Yarın yapacağımız seçim ne asrın seçimidir ne de milattır ve ne de önümüzdeki yüzyılı belirleyecektir.

Önemli olduğu aşikardır ama tarihi şekillendirecek değildir. Baksanıza, geçmişte muhtarlık seçimlerine bile böyle büyük sıfatalar yakıştıran Cumhurbaşkanı Erdoğan da 31 Mart için bunları söylemiyor. Belki eski alışkanlıkla arada ağzından kaçırmıştır ama üstüne basa basa, “Tarihi seçim… Milat” vesaire demedi. Önceki seçimlerde yaptığı herşeyi tekrar yaptı. Yani muhalefeti ve muhalefet seçmenini hedefe koydu, DEM üzerinden Kürt seçmenin tercihlerini sorguladı, dış güçlerin kendisini hiç istemediği iddiasını bile tekrarladı… Ama “31 Mart milattır” diye bayrak açmaya gerek görmedi. Belki, 14 Mayıs’ta bunu çok tekrarladığı için, belki de daha Cumhurbaşkanlığı’nı kazandığı akşam seçmene İstanbul hedefini gösterdiği için iki seçimi birden milat saydı, kim bilir!

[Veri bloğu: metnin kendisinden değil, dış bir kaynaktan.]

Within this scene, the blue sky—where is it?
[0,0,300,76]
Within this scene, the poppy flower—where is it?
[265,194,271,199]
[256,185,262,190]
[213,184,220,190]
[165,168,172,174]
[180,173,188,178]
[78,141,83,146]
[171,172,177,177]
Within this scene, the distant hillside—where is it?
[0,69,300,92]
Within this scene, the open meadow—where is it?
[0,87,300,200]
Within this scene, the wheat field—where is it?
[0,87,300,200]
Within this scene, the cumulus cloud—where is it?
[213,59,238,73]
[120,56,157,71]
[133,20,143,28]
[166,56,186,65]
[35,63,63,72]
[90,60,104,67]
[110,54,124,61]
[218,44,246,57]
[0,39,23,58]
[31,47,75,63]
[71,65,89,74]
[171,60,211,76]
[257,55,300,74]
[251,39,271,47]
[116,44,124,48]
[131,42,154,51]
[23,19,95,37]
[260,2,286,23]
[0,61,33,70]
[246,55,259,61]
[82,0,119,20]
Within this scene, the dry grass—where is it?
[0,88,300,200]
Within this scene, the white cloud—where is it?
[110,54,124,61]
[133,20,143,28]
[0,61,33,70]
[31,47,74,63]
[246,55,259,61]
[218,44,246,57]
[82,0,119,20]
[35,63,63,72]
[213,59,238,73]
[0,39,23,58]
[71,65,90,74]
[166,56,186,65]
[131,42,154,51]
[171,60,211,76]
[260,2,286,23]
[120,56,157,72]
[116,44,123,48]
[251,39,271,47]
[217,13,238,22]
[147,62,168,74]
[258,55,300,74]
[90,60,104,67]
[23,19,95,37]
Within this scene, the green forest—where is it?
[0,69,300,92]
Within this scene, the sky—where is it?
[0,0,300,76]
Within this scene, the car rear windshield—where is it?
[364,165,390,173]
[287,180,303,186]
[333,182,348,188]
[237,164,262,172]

“Milat” veya “tarihi seçim” gibi esasen boş olsa da kulağa iddialı gelen lafların sebebi; tek adam, tek lider fikridir. Tek adam ve tek lider seçimden de demokrasiden de mühimdir. Birinci İstanbul seçiminde görüldüğü gibi tek adamı kaybettiği seçime seçim de denmez. Bir, üç, beş değil her defasında onun kazanması gerekir. Yoksa ülkenin talihi değişir, bekası tehlikeye girer. Hasılı, liderin milatsız kalmaması için milletin her seçimin tarihi önemini kavraması zarureti vardır. Her defasında bunu demeye gerek yoktur. 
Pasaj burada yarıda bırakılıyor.